Tuesday, lawmakers on Capitol Hill overwhelmingly passed a bill (90 to 5) to hold credit card companies more accountable. If signed into law, the Consumer Credit Act would sharply curb the ability to charge you hidden fees. Companies will have to disclose interest rate hikes in advance.

Still, people who have learned the hard way say they're through with plastic.

"Had a lot of credit cards, accumulated a lot of debt over the years and will never let that happen again," said Mike Schauer, of Dallas.

Colby Neal decided credit cards weren't for him when he realized 18% interest was costing him an extra $50 a month.

"I just decided to pay off my credit card, try to slowly climb out of being in debt and save money in the long run," Neal said.

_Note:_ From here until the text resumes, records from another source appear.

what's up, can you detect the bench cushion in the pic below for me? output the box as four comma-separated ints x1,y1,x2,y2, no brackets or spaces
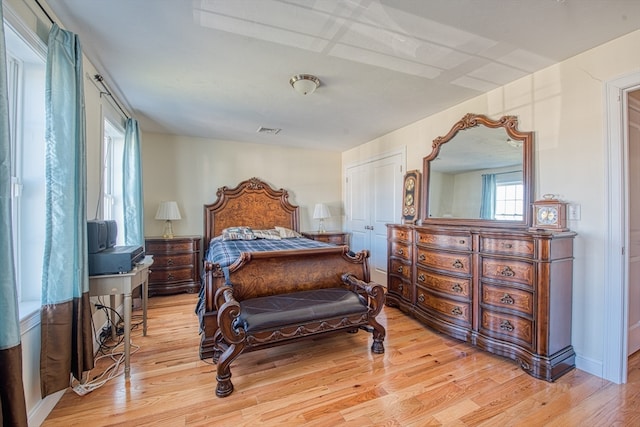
237,288,368,332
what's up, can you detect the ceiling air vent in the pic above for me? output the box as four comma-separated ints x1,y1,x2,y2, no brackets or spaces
257,126,281,135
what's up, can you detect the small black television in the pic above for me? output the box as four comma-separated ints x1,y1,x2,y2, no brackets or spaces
87,220,107,253
87,220,118,253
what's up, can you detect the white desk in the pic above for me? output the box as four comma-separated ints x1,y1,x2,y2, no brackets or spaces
89,256,153,379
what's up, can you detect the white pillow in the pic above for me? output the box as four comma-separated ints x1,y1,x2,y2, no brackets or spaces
275,226,302,238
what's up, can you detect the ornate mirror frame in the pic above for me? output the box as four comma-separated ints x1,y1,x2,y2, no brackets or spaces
421,113,534,228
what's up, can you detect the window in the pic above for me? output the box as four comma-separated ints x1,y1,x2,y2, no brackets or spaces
4,17,47,317
103,118,125,245
495,181,524,220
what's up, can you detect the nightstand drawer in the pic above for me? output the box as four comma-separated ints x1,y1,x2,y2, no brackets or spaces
146,239,198,253
152,253,195,268
151,267,195,284
301,231,350,246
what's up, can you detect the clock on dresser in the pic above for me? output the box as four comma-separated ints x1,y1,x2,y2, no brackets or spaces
531,195,568,231
144,235,201,296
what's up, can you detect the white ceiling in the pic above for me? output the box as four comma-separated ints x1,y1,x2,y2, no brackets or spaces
43,0,640,152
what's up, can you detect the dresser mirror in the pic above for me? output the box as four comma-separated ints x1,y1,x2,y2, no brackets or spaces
422,113,534,228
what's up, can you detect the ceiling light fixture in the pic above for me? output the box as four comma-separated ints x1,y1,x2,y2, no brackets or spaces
289,74,320,95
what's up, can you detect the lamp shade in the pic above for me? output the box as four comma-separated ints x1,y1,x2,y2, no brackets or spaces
155,201,182,220
313,203,331,219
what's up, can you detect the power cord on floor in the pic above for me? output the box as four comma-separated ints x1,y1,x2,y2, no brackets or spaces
72,302,143,395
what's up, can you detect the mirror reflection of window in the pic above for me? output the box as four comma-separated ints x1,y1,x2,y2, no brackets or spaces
494,180,524,220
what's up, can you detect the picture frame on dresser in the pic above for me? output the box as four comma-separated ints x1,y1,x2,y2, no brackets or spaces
144,235,201,296
402,169,421,224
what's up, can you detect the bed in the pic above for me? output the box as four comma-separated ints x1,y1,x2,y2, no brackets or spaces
197,177,373,359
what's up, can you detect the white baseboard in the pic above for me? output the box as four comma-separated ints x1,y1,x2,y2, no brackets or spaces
28,389,65,427
575,353,604,380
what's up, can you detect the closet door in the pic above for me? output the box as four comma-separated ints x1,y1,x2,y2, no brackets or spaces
346,153,403,283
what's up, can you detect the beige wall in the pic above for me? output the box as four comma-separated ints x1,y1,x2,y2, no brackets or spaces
141,133,343,239
343,28,640,377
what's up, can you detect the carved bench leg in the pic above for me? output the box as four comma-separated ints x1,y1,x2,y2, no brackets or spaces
368,318,386,354
216,342,245,398
212,329,224,364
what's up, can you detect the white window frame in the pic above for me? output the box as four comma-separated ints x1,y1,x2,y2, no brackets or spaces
102,116,125,246
4,9,48,325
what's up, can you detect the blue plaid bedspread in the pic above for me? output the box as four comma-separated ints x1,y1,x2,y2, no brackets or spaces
204,236,333,268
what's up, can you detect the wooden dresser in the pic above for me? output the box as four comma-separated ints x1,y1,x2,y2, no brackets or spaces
144,235,201,296
301,231,350,246
387,224,576,381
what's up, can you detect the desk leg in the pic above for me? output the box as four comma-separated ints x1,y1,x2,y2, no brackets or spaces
123,291,132,380
109,294,117,339
142,276,148,336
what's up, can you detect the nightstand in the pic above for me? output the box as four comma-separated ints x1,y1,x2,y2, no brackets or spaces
144,235,201,296
301,231,350,246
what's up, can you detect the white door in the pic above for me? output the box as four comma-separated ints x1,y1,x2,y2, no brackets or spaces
346,152,404,284
628,90,640,355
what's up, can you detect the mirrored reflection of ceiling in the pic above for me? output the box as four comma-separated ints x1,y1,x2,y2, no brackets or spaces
43,0,640,151
431,126,522,174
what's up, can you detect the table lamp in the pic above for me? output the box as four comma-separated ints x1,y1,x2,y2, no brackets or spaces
313,203,331,233
155,201,181,238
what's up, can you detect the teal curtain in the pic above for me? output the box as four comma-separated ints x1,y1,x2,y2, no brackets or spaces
40,23,93,397
123,117,144,246
0,2,29,424
480,173,496,219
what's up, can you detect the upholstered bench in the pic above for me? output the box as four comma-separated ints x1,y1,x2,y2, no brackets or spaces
212,273,386,397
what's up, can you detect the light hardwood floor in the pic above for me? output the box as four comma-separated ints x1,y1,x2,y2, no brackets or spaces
43,293,640,426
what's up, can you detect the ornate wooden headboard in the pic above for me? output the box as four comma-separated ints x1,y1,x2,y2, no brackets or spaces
203,177,300,245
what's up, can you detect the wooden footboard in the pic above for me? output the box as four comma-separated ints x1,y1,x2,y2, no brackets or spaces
199,246,371,359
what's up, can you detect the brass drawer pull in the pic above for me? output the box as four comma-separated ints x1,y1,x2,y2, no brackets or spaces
452,283,463,293
418,274,425,282
451,306,463,316
452,259,464,269
397,266,404,273
167,258,174,266
459,240,465,245
418,294,425,303
397,248,404,256
167,273,174,280
500,293,515,305
504,243,513,249
397,284,403,292
500,320,514,332
419,254,426,261
499,266,515,277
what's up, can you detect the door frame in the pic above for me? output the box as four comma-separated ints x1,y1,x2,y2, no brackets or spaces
604,71,640,383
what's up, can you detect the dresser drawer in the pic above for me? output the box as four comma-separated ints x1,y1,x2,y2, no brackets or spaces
416,230,472,251
389,258,411,280
481,257,534,287
390,241,411,261
152,253,195,268
388,226,412,242
416,287,471,327
388,275,413,302
416,268,470,299
417,248,471,274
480,309,534,350
480,236,534,257
150,267,195,284
481,283,534,316
146,239,198,253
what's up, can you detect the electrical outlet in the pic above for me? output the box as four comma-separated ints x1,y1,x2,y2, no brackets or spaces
568,204,581,220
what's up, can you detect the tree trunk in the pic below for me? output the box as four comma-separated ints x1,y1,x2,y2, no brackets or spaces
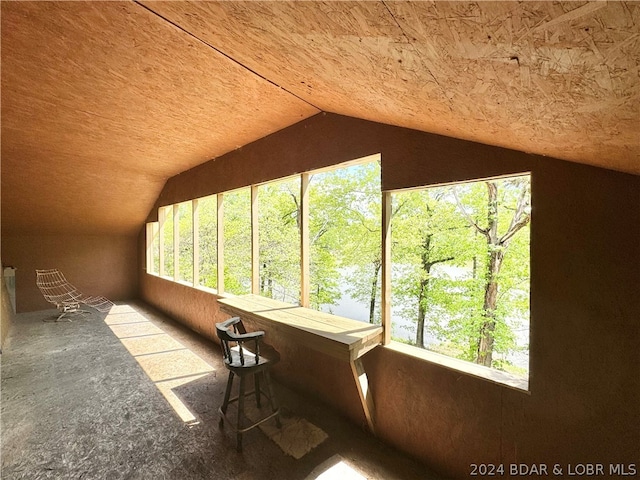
416,233,454,348
416,234,433,348
416,277,429,348
476,249,504,366
476,181,501,367
368,260,381,324
455,179,530,368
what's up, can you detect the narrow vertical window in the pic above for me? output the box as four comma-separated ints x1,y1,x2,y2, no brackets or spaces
177,201,193,284
223,188,251,295
161,205,174,278
146,222,159,274
308,156,381,322
197,195,218,290
258,177,301,303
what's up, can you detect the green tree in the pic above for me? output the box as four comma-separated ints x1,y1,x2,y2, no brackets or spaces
162,206,174,278
258,178,301,303
308,161,381,316
392,175,530,374
453,177,530,367
198,196,218,289
391,189,471,347
178,201,193,283
224,189,251,295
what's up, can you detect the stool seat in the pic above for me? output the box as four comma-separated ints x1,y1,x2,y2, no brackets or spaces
216,317,281,452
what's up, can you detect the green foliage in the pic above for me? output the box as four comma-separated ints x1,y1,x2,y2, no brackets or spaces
308,161,381,316
198,195,218,289
223,189,251,295
155,161,529,378
258,178,301,303
177,201,193,283
391,175,530,375
162,206,174,278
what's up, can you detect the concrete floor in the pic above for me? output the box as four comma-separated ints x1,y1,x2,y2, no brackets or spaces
1,302,444,480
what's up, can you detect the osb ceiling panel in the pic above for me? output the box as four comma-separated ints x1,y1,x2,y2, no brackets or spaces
2,1,638,237
1,1,318,235
144,0,640,173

According to lawmakers, 80% of American households have credit cards and pay $15 billion dollars in penalty fees each year. One out of five students are saddled with at least $7,000 of debt.

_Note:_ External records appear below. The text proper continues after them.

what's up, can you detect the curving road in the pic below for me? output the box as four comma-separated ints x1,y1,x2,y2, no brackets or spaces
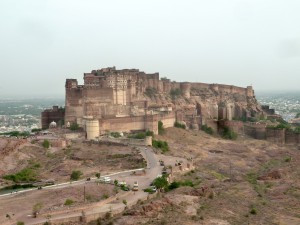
0,146,164,225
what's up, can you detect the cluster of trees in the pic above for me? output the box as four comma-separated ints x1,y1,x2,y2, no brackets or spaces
3,167,38,183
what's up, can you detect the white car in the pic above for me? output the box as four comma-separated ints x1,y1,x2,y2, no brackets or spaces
100,176,111,183
118,181,127,186
133,181,139,191
150,186,157,192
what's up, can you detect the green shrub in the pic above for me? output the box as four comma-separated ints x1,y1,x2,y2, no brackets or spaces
110,132,121,138
145,87,157,98
31,128,42,133
250,206,257,215
2,131,30,137
69,122,79,131
17,222,25,225
158,121,165,135
64,199,74,206
246,172,258,185
70,170,82,181
127,130,154,139
145,130,154,137
102,194,109,199
3,168,37,183
153,176,168,189
42,139,50,149
201,125,214,135
168,181,180,190
222,127,237,140
180,180,194,187
174,121,186,129
128,132,146,139
284,156,292,162
170,88,182,99
152,139,169,153
122,199,127,205
168,180,194,191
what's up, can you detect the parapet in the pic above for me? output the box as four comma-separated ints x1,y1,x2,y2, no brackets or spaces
65,79,78,88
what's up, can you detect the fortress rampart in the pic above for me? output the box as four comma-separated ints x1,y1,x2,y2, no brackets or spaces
64,67,257,139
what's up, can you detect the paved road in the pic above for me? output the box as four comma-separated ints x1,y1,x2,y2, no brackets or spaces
0,146,163,225
0,147,160,199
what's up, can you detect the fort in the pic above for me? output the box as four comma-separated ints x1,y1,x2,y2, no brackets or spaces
62,67,262,139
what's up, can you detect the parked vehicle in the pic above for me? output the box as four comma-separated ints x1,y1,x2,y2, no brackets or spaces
118,181,127,186
159,160,165,166
150,186,157,192
133,181,139,191
100,176,111,183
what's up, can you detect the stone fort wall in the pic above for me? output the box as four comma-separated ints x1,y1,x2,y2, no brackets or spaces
65,67,255,138
99,112,176,135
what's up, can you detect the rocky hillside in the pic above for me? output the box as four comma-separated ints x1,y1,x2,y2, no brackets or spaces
102,128,300,225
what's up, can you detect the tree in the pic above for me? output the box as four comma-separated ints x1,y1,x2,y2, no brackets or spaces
95,172,101,179
153,176,168,189
42,139,50,149
70,170,83,181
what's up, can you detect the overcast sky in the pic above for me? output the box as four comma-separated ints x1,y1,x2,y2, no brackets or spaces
0,0,300,98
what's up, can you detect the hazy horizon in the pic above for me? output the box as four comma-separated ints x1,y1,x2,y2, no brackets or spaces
1,0,300,98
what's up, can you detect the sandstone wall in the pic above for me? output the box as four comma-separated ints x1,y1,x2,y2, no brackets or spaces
158,112,176,129
218,120,244,134
65,87,83,123
41,107,65,129
99,116,146,134
285,130,300,145
98,112,175,135
266,128,285,145
205,119,218,131
243,123,266,139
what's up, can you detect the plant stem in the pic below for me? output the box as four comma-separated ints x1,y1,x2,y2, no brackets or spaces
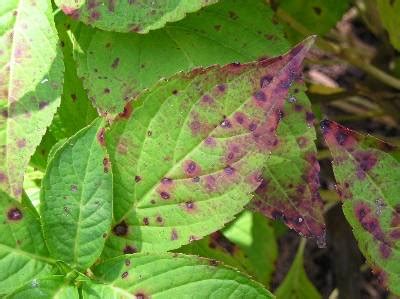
276,9,400,90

"The statistics are just overwhelming of what's happened to people at a time when jobs are being lost, homes are being foreclosed, retirement accounts are being eroded," said Senator Chris Dodd, (D) Connecticut.

Doug Stephens is a financial coach who helps people who are so in over their head with debt, they stop paying.

"In essence, they're throwing in the towel. They don't have a choice. I mean it's that or not feed their family," Stephens said.

He says the legislation will bring good changes, but it will also make lending tougher. Some say that's not a bad idea.

"If people can't qualify for it, they need to figure out another way to get money or decrease their spending," said Jason Smith.

"Consumers are going to have to get to a new frame of mind. That is they'll have to be in a position where they don't reach for there credit card every time they don't have cash in their pocket," Stephens said.

The bill now goes to the House where it's expected to pass as well.